A sun barely peeking over a cratered horizon, casting long shadows across a rocky moonscape: ESA's Erasmus Innovation Center was transformed into an analog of the moon's polar regions, in a dress rehearsal for an international rover competition.

The Space Resources Challenge—supported by ESA and the European Space Resources Innovation Center (ESRIC) in Luxembourg- is asking European (and Canadian) researchers and institutions to develop and demonstrate a system of one or more vehicles capable of prospecting resources on the moon in the near future.

Some 13 teams have been selected to participate in the Challenge's first field test in November, with €375 000 in ESA contracts to be awarded to the five winners, with a larger prize pool on offer after a follow-on field test next year.

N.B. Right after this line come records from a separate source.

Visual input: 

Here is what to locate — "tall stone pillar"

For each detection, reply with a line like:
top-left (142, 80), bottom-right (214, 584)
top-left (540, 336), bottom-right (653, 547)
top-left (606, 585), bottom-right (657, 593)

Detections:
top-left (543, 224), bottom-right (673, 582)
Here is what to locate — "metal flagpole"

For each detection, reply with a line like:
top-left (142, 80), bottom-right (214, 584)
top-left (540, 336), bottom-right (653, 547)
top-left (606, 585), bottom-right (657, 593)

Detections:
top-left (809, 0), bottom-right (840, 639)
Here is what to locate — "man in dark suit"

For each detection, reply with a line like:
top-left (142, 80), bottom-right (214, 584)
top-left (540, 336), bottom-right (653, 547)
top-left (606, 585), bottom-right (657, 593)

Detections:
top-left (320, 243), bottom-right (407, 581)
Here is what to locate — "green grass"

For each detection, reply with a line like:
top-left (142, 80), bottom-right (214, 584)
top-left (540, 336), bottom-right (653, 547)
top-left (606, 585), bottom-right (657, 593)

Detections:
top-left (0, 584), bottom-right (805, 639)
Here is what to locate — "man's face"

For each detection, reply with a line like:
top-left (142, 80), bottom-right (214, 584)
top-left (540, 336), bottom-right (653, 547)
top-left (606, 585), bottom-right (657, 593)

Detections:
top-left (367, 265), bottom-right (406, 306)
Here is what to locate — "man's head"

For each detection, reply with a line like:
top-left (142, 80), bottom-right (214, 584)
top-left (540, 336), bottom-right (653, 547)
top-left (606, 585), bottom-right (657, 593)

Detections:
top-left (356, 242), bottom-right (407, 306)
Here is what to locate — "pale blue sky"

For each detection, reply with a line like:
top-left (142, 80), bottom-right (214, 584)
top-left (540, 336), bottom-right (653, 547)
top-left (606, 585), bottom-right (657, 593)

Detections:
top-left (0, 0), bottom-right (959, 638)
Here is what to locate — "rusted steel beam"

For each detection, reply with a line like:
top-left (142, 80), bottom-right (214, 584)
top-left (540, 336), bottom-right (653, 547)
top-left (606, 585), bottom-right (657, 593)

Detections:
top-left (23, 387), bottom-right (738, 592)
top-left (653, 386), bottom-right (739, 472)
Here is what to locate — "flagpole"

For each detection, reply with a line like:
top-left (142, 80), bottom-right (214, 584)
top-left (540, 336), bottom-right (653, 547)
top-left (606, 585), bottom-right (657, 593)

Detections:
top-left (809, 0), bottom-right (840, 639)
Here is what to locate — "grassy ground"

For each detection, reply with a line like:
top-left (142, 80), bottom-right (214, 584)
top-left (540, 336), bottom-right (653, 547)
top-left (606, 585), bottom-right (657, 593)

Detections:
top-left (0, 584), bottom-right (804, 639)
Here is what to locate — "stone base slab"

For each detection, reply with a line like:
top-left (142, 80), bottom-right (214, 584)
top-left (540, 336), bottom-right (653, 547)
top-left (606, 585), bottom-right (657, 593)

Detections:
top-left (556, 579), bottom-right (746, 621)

"The focus here is really on prospecting—pinpointing promising resources within a difficult lunar environment then characterizing them in as much detail as possible, such as through spectral analysis," comments Massimo Sabbatini, managing the Erasmus Center, part of ESA's ESTEC technical center in the Netherlands.

"We're preparing for the first rover field test in November, which will take place in a larger location, still to be disclosed, but we decided to try out the for ourselves first, here at Erasmus.

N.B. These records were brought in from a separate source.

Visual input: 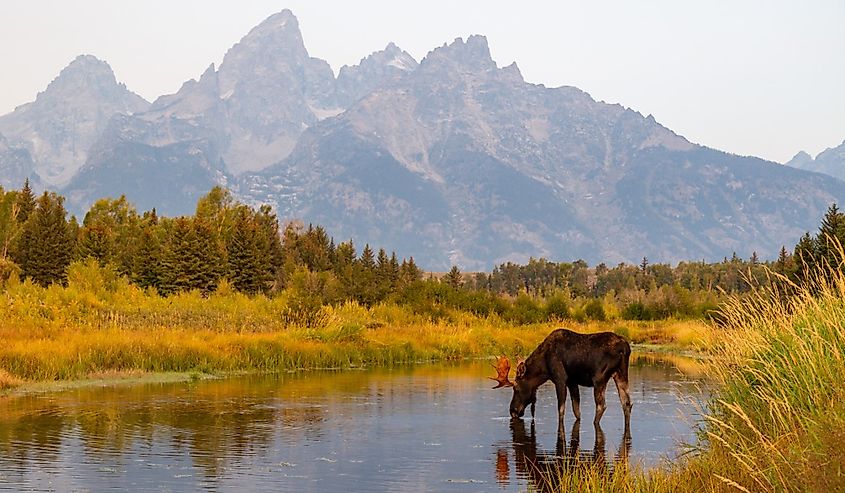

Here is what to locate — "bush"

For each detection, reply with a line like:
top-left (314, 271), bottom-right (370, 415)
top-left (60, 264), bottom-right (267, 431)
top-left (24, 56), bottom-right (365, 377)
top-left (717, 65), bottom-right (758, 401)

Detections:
top-left (546, 293), bottom-right (569, 321)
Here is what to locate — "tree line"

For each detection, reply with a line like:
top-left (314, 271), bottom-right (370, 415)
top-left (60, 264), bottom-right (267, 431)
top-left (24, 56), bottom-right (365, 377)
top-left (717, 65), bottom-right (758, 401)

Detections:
top-left (0, 182), bottom-right (845, 322)
top-left (0, 181), bottom-right (422, 304)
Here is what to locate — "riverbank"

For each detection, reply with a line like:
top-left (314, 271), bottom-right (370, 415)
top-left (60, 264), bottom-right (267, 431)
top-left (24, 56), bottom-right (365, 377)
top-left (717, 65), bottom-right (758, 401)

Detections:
top-left (0, 272), bottom-right (714, 390)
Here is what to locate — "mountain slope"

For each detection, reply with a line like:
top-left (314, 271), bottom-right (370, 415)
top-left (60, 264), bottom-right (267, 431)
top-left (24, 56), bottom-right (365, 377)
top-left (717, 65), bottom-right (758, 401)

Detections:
top-left (241, 36), bottom-right (845, 269)
top-left (786, 141), bottom-right (845, 180)
top-left (0, 55), bottom-right (149, 187)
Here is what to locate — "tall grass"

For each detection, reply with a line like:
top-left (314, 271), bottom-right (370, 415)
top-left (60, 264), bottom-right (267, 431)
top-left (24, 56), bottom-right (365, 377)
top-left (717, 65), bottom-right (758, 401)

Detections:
top-left (540, 273), bottom-right (845, 492)
top-left (0, 261), bottom-right (707, 388)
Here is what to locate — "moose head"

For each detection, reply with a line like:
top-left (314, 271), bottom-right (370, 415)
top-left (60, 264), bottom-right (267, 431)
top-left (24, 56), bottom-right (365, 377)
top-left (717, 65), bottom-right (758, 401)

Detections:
top-left (487, 356), bottom-right (537, 419)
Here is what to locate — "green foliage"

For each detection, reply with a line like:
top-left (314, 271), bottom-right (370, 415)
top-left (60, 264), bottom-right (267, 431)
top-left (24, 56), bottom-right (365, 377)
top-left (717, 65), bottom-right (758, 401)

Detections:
top-left (13, 192), bottom-right (75, 286)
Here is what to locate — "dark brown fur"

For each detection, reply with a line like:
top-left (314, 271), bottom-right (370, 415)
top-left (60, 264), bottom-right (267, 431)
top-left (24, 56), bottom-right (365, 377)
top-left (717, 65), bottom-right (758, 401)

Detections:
top-left (510, 329), bottom-right (631, 429)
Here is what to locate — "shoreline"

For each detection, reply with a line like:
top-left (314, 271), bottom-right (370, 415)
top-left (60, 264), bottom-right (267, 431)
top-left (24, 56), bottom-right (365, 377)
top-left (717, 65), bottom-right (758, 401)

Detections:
top-left (0, 344), bottom-right (710, 399)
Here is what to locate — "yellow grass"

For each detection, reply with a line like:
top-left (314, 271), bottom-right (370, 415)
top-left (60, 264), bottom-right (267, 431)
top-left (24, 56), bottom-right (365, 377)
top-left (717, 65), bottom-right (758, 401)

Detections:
top-left (0, 264), bottom-right (710, 388)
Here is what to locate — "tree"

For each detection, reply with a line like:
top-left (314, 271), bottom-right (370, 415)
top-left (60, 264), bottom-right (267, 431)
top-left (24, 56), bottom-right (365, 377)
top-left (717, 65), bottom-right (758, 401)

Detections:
top-left (792, 232), bottom-right (816, 283)
top-left (131, 222), bottom-right (163, 289)
top-left (355, 244), bottom-right (378, 306)
top-left (17, 178), bottom-right (35, 224)
top-left (13, 192), bottom-right (75, 286)
top-left (226, 206), bottom-right (272, 294)
top-left (443, 265), bottom-right (464, 289)
top-left (775, 245), bottom-right (790, 276)
top-left (815, 203), bottom-right (845, 270)
top-left (79, 195), bottom-right (141, 275)
top-left (162, 217), bottom-right (222, 294)
top-left (399, 257), bottom-right (422, 286)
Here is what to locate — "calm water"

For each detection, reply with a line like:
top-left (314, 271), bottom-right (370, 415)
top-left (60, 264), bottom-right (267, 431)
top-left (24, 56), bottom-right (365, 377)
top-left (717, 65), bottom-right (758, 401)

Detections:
top-left (0, 352), bottom-right (704, 492)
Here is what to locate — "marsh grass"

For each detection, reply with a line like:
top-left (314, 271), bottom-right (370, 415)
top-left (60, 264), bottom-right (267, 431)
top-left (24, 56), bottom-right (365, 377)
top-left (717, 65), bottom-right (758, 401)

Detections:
top-left (540, 266), bottom-right (845, 492)
top-left (0, 262), bottom-right (709, 388)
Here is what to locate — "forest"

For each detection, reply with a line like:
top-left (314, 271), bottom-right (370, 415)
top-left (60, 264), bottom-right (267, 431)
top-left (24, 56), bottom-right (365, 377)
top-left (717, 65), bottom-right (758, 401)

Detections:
top-left (0, 182), bottom-right (845, 324)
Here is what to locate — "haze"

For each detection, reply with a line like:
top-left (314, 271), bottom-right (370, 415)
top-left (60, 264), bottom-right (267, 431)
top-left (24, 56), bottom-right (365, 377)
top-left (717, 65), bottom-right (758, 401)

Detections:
top-left (0, 0), bottom-right (845, 162)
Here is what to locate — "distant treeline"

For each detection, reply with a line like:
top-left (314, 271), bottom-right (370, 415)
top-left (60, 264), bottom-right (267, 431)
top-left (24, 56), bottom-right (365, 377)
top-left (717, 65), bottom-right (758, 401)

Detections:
top-left (0, 182), bottom-right (845, 323)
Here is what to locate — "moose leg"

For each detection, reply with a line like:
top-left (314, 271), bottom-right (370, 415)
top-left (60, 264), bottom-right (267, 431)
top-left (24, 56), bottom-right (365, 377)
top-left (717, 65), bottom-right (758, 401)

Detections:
top-left (555, 382), bottom-right (566, 424)
top-left (593, 380), bottom-right (607, 425)
top-left (569, 385), bottom-right (581, 420)
top-left (613, 372), bottom-right (633, 430)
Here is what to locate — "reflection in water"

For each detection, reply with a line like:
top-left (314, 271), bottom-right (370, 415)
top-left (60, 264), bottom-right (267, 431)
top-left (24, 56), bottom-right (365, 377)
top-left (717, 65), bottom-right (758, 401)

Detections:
top-left (496, 419), bottom-right (632, 491)
top-left (0, 361), bottom-right (701, 491)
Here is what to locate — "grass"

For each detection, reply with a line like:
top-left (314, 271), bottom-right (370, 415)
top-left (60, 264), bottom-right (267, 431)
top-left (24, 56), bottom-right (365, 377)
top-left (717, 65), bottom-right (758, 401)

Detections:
top-left (532, 274), bottom-right (845, 492)
top-left (0, 263), bottom-right (711, 389)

We made use of an existing rover supplied by ESA's Planetary Robotics Laboratory to try out the tasks we have planned for the Challenge, to make sure they are not too hard, or too easy. We also need to fine-tune the level of latency to be simulated—the signal delay to and from the moon."

The lunar poles are a focus of interest for future exploration. They do not experience the crippling temperature extremes of the moon's two-week days and nights, and frozen water and other deposits are believed to be buried within permanently shadowed polar craters.

For the Space Resources Challenge, teams must contend with challenging illumination conditions and potential loss of signal events to locate resources in context, including mapping a small impact crater in the vicinity of the rover's lander—all within two and a half hour time limit.

The remote-controlled rovers must make their way through an initial 'traverse zone' into the 'region of interest' where the resources have to be found and analyzed.

The Space Resources Challenge began as a call on ESA's Open Space Innovation Platform, seeking out new ideas and novel players in research.

November's will be followed by an ESIRIC-hosted event in Luxembourg next year.